INT4 ONNX Version Fix: Code Quality Improvements

hthadicherla · hthadicherla · commit 27b11c8aaa75 · 2025-10-13T12:16:29.000+05:30
Signed-off-by: Hrishith Thadicherla &lt;hthadicherla@nvidia.com&gt;
diff --git a/modelopt/onnx/quantization/int4.py b/modelopt/onnx/quantization/int4.py
@@ -98,21 +98,20 @@
 # supported and working
 CLIP_MIN = 1e-5
 
-def safe_cupy_array(tensor):
-    """
-    Convert ml_dtypes.int4 tensor to numpy.int8 for CuPy compatibility.
+def safe_cupy_array(tensor): 
+    """Convert ml_dtypes.int4 tensor to numpy.int8 for CuPy compatibility.
     
     In ONNX 1.19, int4 tensors use ml_dtypes.int4 which CuPy doesn't support.

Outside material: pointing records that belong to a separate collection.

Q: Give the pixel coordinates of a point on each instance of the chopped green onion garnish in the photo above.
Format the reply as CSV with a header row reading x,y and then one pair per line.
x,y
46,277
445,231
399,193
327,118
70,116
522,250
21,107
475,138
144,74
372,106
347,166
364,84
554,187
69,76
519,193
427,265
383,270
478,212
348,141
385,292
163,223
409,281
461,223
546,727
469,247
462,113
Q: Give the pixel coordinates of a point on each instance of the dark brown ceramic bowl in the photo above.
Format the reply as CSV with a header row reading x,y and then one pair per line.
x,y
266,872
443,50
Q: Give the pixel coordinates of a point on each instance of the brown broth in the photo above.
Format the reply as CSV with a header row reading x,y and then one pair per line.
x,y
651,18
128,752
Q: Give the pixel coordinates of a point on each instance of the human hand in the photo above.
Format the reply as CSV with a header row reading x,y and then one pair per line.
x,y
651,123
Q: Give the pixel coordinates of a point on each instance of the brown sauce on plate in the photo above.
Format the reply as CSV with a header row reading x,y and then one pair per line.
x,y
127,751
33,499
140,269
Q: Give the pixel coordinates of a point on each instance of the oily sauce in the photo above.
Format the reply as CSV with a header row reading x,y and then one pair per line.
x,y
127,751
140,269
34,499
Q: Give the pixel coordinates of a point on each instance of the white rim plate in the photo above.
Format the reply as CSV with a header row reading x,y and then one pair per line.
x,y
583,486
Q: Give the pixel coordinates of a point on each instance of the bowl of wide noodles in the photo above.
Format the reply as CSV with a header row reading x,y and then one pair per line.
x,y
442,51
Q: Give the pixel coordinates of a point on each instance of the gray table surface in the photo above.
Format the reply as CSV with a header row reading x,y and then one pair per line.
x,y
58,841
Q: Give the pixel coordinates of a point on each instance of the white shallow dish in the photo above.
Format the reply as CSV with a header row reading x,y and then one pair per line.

     This function converts them to regular numpy.int8 while preserving values.
-    
     Args:
-        tensor: numpy array that may have ml_dtypes.int4 dtype
-        
+        tensor: numpy array that may have ml_dtypes.int4 dtype 
     Returns:
-        cupy or numpy array (if cupy is not supported) with numpy.int8 dtype if input was ml_dtypes.int4, otherwise unchanged
+        cupy or numpy array (if cupy is not supported) with numpy.int8 dtype if input was ml_dtypes.int4, 
+        otherwise unchanged
     """
     try:
         import ml_dtypes
+        
         if hasattr(tensor, 'dtype') and tensor.dtype == ml_dtypes.int4:
             return np.asarray(tensor.astype(numpy.int8))
     except ImportError:
diff --git a/tests/gpu/onnx/test_quantize_onnx_torch_int4_awq.py b/tests/gpu/onnx/test_quantize_onnx_torch_int4_awq.py
@@ -20,7 +20,7 @@
 from functools import partial
 
 import torch
-from _test_utils.import_helper import skip_if_no_libcudnn, skip_if_onnx_version_above_1_18
+from _test_utils.import_helper import skip_if_no_libcudnn
 from _test_utils.onnx_quantization.lib_test_models import SimpleMLP, export_as_onnx, find_init
 from _test_utils.torch_quantization.quantize_common import get_awq_config
 
@@ -40,8 +40,6 @@
 
 
 def test_int4_awq(tmp_path):
-    # skip_if_onnx_version_above_1_18()
-
     def _forward_loop(model, dataloader):
         """Forward loop for calibration."""
         for data in dataloader:
@@ -115,7 +113,6 @@ def _forward_loop(model, dataloader):
 
 
 def test_int4_awq_cuda(tmp_path):
-    # skip_if_onnx_version_above_1_18()
     skip_if_no_libcudnn()
     block_size = 128